Lake Effect IAAS Research Cloud:
Cloud environment that provides researchers the ability to launch fully customizable instances (virtual machines) when they’re needed and only pay for what is consumed.

  • Installation, Configuration & Maintenance:

    • CCR provides support for the hardware and network infrastructure that backs the cloud
    • Users of the cloud (faculty project leaders & their groups) are responsible for all operating system and software installations, as well as updates and security on their cloud instances. Faculty must comply with UB server security requirements and should consult with UBIT for specifics and assistance.
    • Cloud users (faculty project leaders & those they permit in their groups) have full administrative access to their instances (virtual machines)
    • Operating systems currently supported in the research cloud are CentOS and Ubuntu. Windows is not currently supported due to the complex Microsoft licensing requirements but may be in the future. Contact us for information on uploading your own images to the cloud.
    • Cloud instances do not have access to CCR’s internal network attached storage (project & home directories) or high speed scratch storage.
    • Cloud instances are not backed up. It is the users’ responsibility to backup all data in the research cloud.
    • Maintenance downtimes twice annually may be required on the cloud infrastructure for software and operating system updates. Emergency downtimes may occur as needed for critical security patches.
  • Support:

    • CCR staff provide support during regular business hours, Monday through Friday 8am-5pm excluding University at Buffalo holidays. No weekend support is provided.
    • Emergency support is provided off-hours for critical infrastructure outages only (i.e. storage, networking, batch scheduler, cooling, electric, and cloud infrastructure [not instances]).
    • Requests for support are to be submitted to CCR help and are handled on a first come, first served basis. We strive to respond within 48 hours to all requests for help.
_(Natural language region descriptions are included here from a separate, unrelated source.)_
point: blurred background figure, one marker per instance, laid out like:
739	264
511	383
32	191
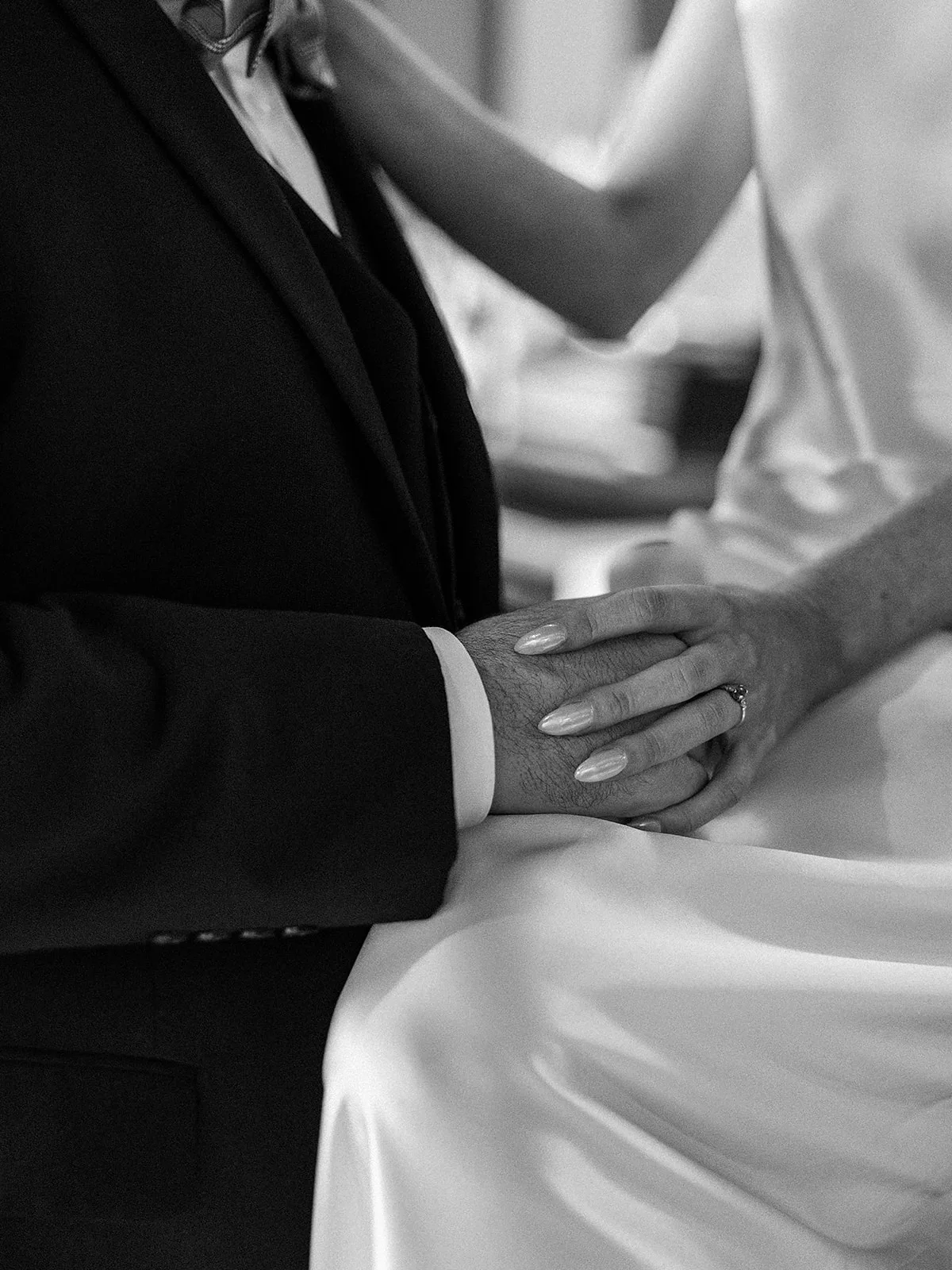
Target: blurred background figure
594	444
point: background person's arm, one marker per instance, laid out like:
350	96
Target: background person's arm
600	257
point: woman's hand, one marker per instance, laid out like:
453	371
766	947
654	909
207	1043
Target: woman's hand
774	645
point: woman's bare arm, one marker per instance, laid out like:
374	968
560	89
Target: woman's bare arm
600	257
793	647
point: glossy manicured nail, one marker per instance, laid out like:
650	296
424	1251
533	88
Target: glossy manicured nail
568	719
543	639
602	768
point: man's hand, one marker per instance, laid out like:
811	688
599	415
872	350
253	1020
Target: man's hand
536	772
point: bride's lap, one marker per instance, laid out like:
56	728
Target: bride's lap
626	1051
617	1049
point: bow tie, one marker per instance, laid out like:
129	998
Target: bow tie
217	25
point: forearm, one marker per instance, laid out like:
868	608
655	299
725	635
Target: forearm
177	768
869	601
598	257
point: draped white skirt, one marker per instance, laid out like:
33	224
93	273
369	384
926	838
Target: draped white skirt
616	1051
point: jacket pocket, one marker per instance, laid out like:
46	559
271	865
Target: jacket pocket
97	1136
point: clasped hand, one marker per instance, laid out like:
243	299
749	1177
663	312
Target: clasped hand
613	706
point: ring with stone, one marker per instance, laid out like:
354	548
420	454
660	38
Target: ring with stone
739	692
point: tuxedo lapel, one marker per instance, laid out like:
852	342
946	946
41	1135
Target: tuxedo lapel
164	82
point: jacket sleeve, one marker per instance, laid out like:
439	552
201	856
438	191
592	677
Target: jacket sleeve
171	768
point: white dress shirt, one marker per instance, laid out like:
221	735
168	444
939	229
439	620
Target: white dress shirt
260	108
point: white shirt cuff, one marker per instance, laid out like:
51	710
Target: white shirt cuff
470	729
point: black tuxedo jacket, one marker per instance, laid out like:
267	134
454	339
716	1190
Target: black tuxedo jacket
217	706
238	471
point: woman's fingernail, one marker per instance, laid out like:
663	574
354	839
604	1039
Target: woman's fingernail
565	719
602	768
543	639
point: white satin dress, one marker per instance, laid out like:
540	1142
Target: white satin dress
631	1052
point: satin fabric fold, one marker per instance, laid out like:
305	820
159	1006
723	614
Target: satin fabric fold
626	1051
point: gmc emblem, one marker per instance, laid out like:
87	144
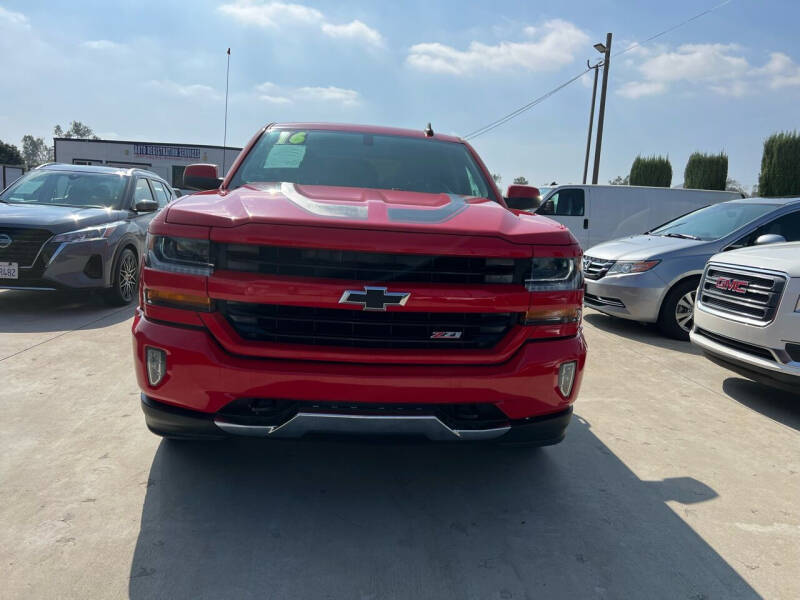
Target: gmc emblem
731	285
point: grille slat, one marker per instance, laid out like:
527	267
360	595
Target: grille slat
370	266
25	244
365	329
757	299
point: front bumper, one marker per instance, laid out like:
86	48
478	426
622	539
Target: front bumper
636	296
202	379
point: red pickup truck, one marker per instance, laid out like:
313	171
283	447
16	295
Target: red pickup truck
357	280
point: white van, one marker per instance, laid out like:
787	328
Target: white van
598	213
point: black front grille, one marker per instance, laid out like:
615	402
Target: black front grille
24	246
737	345
366	329
742	293
370	266
595	268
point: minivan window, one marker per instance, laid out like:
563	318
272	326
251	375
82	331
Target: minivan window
714	222
67	188
364	160
565	203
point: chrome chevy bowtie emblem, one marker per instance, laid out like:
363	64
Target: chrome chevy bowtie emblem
374	298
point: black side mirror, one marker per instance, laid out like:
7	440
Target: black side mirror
146	206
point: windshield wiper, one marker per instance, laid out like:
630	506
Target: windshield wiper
683	236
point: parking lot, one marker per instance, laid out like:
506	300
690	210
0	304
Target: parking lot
676	480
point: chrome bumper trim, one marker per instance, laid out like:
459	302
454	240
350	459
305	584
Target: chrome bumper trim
428	426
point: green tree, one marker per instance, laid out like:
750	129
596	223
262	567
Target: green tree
34	151
780	166
706	171
76	130
654	171
9	154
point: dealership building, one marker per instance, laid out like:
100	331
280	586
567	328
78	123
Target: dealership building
167	160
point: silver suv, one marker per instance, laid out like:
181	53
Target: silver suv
747	316
653	277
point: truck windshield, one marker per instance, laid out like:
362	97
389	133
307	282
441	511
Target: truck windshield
67	188
363	160
714	222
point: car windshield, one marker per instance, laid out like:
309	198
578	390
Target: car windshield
714	222
68	188
363	160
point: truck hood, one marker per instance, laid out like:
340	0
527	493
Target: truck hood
641	247
359	208
776	257
57	219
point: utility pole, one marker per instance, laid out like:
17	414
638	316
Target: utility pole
598	145
225	134
591	121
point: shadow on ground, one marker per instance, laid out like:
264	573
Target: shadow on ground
24	311
314	519
647	333
778	405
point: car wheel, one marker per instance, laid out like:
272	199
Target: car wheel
125	280
677	312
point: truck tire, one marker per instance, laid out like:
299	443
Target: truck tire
124	279
677	311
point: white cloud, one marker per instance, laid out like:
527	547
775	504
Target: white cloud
101	45
637	89
719	68
194	90
555	45
276	94
280	14
14	18
270	14
355	30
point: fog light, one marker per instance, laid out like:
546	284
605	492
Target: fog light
566	377
156	365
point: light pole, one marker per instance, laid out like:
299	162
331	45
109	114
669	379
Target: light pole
591	120
606	50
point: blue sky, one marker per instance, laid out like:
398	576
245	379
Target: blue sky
156	71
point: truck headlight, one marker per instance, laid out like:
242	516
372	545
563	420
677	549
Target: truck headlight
179	255
552	274
624	267
87	234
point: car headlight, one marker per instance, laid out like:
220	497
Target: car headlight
550	273
88	234
624	267
179	255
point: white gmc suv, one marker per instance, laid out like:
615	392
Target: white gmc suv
747	313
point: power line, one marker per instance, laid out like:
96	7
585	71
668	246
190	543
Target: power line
502	120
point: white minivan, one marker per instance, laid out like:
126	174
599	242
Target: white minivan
598	213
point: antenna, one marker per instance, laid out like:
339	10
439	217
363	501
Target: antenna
225	134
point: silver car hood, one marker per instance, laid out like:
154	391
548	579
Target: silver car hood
776	257
640	247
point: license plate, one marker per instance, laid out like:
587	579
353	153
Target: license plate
9	270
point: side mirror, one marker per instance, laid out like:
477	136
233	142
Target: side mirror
523	197
770	238
201	177
146	206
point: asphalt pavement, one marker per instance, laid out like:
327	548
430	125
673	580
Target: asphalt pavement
677	479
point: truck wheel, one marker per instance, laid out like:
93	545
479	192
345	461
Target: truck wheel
677	311
125	279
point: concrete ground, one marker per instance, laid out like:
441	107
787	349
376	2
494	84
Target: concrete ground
677	480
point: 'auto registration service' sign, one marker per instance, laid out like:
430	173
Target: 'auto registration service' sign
158	151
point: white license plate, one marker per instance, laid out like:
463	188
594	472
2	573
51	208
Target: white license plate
9	270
Though hardware and software installations and configurations may take longer, they are usually completed within one week.
  • Access:

    • Accounts & access to your group’s cloud project in the Openstack GUI is granted to CCR account holders only. You control this through the Coldfront allocation management portal.
    • Once your instance is launched, you control who can login to it using standard Linux account management.
    • Cloud instances are available outside the UB networks. It is imperative cloud users utilize security standards to lock down their instances (i.e. firewall policies, cloud security groups)
  • Pricing:

    • Cloud usage is based on CPU and storage use. A single cloud subscription covers 1 year of single CPU usage (or 8,760 CPU hours) and 50GB of storage.
    • Additional storage can be purchased in 1TB chunks paid for annually.
    • Details on how CPU usage is calculated as well as pricing for subscriptions, storage, and consulting can be found here.